No matter what the case, the affected user (or users) can run arc which to figure out why the repository is not being identified. This might be because they're using an SSH alias, or a personal fork, or for some other reason.

The easiest way to fix this is usually to add "repository.callsign" to .arcconfig, which will unambiguously bind the working copy to a Diffusion repository.

I think a blanket way to stem the bleeding here is to write this Herald rule:

Global Rule for Differential Diffs
[ Repository ] [ does not exist ]
Take these actions:
[ Block diff with message ] [ "Repository unrecognized. See for details." ]

That link could point users at documentation which says stuff like:

  • Maybe add repository.callsign to .arcconfig.
  • Maybe run arc which.
  • Maybe don't use SSH aliases / personal forks.

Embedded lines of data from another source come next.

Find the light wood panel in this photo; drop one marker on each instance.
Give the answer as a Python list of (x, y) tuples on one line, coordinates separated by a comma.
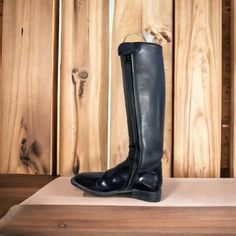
[(115, 220), (226, 89), (233, 91), (27, 86), (84, 78), (133, 18), (198, 82)]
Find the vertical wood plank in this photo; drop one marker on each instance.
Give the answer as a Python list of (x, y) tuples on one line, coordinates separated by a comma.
[(233, 91), (27, 86), (84, 78), (198, 82), (226, 89), (133, 18)]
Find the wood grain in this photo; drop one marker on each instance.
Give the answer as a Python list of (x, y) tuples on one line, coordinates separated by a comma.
[(84, 79), (133, 18), (233, 91), (27, 86), (198, 85), (226, 89), (113, 220), (15, 188)]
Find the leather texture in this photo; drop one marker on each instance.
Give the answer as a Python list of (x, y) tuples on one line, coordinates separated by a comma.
[(144, 90)]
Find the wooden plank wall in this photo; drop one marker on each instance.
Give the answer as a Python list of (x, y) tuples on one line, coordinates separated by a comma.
[(198, 84), (196, 88), (226, 89), (84, 91), (132, 18), (233, 91), (27, 86)]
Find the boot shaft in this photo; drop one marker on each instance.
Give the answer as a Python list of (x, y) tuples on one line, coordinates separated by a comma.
[(144, 88)]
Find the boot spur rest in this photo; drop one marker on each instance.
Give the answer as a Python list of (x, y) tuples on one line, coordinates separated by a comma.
[(140, 174)]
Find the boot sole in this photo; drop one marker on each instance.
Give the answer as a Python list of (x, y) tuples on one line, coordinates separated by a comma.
[(133, 193)]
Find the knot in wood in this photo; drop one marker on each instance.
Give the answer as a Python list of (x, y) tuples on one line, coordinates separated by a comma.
[(83, 74)]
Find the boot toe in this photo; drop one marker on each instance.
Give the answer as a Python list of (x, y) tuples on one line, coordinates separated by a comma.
[(86, 179)]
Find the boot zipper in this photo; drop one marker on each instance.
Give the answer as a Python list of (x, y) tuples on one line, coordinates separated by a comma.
[(128, 61)]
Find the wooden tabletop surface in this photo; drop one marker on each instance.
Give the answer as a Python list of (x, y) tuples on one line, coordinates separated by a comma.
[(105, 220)]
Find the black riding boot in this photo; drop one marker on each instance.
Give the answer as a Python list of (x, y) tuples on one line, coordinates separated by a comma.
[(140, 174)]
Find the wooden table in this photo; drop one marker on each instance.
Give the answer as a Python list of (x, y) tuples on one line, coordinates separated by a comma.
[(106, 220)]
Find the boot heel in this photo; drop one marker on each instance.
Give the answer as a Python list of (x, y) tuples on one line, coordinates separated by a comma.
[(147, 196)]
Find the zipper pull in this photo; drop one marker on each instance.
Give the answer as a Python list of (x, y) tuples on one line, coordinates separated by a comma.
[(128, 58)]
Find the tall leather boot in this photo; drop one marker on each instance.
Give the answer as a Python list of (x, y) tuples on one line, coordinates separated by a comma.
[(140, 174)]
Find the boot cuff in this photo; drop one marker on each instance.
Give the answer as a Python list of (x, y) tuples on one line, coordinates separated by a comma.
[(130, 47)]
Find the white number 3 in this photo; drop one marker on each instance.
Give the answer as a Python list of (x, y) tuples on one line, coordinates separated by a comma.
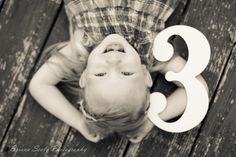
[(197, 96)]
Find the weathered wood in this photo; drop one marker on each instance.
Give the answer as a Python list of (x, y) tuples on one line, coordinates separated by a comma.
[(214, 19), (1, 3), (33, 128), (75, 145), (218, 134), (24, 25)]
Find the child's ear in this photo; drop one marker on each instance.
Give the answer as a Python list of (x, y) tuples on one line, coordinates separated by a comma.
[(148, 77), (82, 80)]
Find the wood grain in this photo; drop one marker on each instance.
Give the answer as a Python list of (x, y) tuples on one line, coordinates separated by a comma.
[(214, 19), (23, 29), (218, 134)]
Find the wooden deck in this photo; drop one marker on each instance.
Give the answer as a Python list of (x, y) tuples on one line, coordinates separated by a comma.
[(26, 129)]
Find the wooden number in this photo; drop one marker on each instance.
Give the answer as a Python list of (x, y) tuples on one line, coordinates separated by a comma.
[(197, 96)]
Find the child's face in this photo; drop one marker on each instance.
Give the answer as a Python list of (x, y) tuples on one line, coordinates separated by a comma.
[(115, 78)]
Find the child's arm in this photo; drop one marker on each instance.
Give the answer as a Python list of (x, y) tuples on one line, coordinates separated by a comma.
[(177, 101), (43, 89)]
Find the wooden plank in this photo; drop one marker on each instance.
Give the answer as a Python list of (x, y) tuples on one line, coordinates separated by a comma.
[(218, 134), (75, 145), (1, 4), (23, 29), (214, 19), (33, 130)]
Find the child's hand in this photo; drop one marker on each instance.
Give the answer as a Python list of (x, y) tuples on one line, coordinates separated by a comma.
[(87, 132), (142, 132)]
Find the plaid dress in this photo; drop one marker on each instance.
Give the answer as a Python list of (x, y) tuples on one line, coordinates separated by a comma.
[(136, 20)]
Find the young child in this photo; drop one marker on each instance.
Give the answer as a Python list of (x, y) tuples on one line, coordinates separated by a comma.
[(108, 60)]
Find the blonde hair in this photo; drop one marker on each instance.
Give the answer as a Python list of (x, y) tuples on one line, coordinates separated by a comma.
[(73, 68)]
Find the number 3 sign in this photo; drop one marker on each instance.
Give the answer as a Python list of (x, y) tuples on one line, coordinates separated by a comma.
[(197, 96)]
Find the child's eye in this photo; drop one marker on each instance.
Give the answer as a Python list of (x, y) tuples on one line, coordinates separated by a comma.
[(100, 74), (127, 73)]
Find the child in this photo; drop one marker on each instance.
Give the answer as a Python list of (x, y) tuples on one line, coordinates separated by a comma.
[(109, 58)]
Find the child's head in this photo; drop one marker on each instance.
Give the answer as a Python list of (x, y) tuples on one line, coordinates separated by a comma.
[(115, 82)]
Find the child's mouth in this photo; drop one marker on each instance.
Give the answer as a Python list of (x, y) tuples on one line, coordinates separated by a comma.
[(114, 47)]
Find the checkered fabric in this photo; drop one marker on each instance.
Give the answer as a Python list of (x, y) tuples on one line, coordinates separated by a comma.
[(136, 20)]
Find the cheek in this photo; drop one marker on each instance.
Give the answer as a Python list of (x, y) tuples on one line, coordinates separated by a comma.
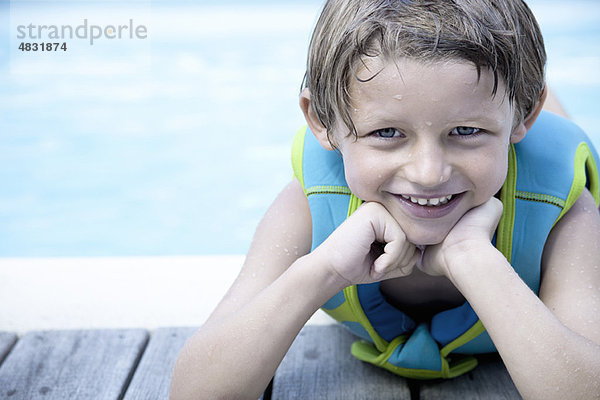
[(362, 176), (492, 173)]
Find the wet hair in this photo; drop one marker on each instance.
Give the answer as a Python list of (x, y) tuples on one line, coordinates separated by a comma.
[(500, 35)]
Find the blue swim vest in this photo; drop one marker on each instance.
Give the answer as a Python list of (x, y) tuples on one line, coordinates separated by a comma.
[(547, 173)]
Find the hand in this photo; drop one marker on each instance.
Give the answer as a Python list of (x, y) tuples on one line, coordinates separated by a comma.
[(368, 246), (475, 229)]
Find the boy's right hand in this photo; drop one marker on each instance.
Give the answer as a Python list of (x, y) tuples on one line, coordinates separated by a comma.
[(368, 247)]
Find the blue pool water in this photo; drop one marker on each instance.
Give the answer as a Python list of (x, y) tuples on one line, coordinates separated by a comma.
[(177, 143)]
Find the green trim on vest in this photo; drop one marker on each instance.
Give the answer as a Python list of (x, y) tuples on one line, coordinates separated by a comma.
[(537, 198), (584, 160)]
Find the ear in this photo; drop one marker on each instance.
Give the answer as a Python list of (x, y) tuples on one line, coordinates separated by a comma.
[(313, 121), (520, 130)]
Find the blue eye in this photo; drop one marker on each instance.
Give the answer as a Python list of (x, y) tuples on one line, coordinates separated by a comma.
[(387, 133), (465, 131)]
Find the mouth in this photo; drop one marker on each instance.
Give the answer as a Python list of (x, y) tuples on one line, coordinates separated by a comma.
[(430, 206), (429, 202)]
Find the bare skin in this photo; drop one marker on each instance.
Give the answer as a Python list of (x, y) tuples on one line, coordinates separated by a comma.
[(549, 344)]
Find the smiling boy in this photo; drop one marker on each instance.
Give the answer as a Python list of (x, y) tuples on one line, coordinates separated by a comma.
[(436, 211)]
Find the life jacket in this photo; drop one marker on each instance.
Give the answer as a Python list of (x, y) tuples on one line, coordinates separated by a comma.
[(547, 173)]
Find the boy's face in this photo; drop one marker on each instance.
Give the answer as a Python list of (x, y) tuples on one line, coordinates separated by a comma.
[(432, 142)]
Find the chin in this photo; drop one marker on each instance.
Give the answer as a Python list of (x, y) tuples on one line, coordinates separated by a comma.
[(426, 238)]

The exact instructions would depend on your install, but if you write this rule it should prevent users from disclosing information by accident.

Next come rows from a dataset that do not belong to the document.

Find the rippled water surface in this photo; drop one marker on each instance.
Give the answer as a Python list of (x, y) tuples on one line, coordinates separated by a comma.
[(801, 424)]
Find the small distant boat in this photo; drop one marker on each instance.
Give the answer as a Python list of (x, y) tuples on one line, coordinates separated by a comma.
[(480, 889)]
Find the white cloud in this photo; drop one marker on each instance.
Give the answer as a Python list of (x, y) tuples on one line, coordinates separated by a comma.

Also note that I plan to replace "repository.callsign" with something like "repository" "soon", which will accept a callsign, ID, short name, or monogram.

A possible change here is to make some global option available like "Always Require a Repository". The reason we don't require a repository is to ease onboarding: in some environments, it's a lot simpler to evaluate Phabricator or deploy it alongside other software if it doesn't have to touch repositories and can purely layer on top of them. It's also occasionally useful to, e.g., create changes from third-party repositories in an ad-hoc way (e.g., to discuss a problem in a dependency or whatever).

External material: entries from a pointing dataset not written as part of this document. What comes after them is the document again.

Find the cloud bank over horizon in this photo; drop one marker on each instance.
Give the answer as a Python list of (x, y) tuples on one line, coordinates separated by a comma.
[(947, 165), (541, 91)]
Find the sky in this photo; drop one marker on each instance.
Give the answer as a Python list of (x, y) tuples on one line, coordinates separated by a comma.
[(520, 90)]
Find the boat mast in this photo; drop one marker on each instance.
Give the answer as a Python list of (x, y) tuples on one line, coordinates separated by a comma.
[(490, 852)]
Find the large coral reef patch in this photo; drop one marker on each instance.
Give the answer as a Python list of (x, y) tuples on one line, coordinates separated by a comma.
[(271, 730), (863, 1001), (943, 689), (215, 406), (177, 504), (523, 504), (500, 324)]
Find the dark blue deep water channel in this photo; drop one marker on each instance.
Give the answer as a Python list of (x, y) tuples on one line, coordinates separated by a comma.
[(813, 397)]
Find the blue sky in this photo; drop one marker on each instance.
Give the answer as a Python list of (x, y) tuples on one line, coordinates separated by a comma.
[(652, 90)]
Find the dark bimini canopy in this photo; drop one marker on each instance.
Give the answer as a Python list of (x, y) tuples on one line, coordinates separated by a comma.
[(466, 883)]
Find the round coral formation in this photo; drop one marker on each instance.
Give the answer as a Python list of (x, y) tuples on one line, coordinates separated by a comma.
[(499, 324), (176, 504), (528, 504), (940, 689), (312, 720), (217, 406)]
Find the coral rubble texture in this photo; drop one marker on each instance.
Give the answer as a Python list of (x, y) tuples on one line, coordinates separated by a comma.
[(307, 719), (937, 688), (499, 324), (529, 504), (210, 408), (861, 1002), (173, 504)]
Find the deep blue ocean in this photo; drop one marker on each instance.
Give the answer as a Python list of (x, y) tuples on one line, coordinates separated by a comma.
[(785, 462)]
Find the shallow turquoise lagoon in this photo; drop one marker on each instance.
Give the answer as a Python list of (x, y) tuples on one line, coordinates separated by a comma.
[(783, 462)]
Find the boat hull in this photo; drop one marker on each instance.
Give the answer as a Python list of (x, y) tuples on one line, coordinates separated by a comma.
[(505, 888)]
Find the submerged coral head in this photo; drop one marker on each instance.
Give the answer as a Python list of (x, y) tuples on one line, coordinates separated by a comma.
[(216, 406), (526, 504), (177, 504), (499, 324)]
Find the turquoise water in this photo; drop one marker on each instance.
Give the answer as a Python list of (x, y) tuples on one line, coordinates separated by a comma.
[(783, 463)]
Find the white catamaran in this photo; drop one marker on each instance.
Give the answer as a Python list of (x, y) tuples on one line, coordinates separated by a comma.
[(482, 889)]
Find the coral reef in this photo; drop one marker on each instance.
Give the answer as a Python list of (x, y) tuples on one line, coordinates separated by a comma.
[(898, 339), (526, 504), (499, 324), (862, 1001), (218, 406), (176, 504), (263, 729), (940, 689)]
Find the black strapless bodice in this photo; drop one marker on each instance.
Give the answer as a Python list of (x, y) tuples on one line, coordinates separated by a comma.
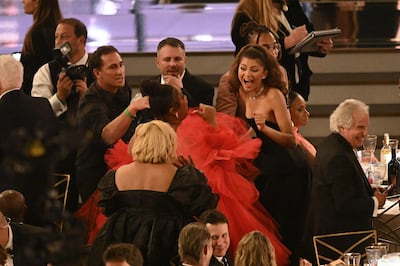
[(151, 220)]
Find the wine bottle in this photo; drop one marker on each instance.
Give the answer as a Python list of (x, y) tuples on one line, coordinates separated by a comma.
[(394, 172), (385, 154)]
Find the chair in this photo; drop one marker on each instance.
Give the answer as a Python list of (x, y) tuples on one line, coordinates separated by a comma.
[(331, 247), (61, 186), (387, 223)]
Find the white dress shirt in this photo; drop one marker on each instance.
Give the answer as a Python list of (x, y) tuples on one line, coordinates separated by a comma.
[(43, 87)]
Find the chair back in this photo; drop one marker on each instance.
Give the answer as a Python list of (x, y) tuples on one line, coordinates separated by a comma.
[(61, 186), (331, 247)]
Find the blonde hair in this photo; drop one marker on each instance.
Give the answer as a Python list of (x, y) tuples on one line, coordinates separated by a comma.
[(259, 11), (343, 114), (11, 73), (255, 249), (154, 142), (192, 239)]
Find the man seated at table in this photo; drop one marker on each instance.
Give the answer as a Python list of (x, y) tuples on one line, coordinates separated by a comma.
[(342, 199)]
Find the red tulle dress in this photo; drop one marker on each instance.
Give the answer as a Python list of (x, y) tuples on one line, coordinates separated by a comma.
[(224, 154)]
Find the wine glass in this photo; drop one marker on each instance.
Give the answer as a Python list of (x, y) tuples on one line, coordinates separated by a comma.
[(369, 143), (378, 171), (365, 158)]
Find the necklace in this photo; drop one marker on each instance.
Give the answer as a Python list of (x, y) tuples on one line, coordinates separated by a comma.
[(257, 94)]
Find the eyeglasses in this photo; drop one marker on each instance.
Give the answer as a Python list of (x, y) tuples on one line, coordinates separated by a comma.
[(275, 46)]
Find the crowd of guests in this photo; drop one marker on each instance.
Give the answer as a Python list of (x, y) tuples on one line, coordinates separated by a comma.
[(163, 177)]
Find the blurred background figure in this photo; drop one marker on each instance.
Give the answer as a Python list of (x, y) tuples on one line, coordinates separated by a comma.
[(300, 116), (12, 205), (122, 254), (28, 150), (38, 43)]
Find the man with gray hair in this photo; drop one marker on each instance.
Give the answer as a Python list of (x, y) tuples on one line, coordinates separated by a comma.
[(342, 199), (27, 126)]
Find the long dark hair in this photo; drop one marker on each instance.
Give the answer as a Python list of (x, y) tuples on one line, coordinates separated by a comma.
[(161, 98), (257, 52), (47, 15)]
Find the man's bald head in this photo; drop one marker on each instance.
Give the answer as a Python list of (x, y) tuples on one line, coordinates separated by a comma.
[(12, 73)]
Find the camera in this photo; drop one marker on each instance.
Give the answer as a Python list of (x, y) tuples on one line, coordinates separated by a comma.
[(61, 55)]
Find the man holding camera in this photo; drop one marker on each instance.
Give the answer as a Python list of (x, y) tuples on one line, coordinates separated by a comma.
[(53, 81), (63, 81)]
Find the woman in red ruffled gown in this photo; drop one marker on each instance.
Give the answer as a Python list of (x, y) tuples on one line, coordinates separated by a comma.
[(220, 147)]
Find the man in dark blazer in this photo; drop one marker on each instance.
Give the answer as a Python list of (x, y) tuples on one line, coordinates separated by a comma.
[(342, 199), (218, 227), (171, 61), (27, 148)]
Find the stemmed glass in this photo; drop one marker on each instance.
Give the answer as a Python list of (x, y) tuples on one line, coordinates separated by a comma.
[(378, 171), (369, 143)]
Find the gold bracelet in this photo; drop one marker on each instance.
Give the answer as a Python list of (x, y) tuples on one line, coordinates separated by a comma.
[(128, 114)]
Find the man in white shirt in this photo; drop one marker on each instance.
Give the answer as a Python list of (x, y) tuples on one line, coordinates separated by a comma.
[(55, 82), (194, 245), (218, 227), (73, 32)]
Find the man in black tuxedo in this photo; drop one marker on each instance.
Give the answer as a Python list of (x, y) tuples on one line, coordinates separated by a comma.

We could let installs configure a "require a repository" option, but if it's on-by-default it partly defeats the purpose of easing onboarding, and if it's off-by-default it would likely be only somewhat less obscure than the Herald rule. Plus, T8227.

We could do something like prompting users, but in his case (where the repository is important for security reasons) it's particularly bad to let users "y" through an "ignore security" prompt. So you'd still have to back it up with something like the Herald rule.

In Git and Mercurial, we could also try to use commit hashes to identify a repository (we already use UUIDs for Subversion, I believe). However, I worry this may lead to significantly more false positives than the current URI-based repository identification schemes. Still, maybe worth looking into.

epriestley renamed this task from differential items with no repository attached cannot be hidden from spaces to Users can mistakenly create revisions with no repository through confusion or misconfiguration.May 29 2017, 2:42 PM
epriestley added a project: Arcanist.

I had indeed implemented precisely that herald rule once I realized that these diffs were being created without repository info attached. I also added repository.callsign to /etc/arcconfig to eliminate the problem going forward.

That roughly fixes the issue going forward (for me at least). My main issue now is how to gracefully handle the existing differential items s.t. I can apply a Space policy to them (i.e. is there a graceful way to backfill or to infer the space from the commit that eventually showed up).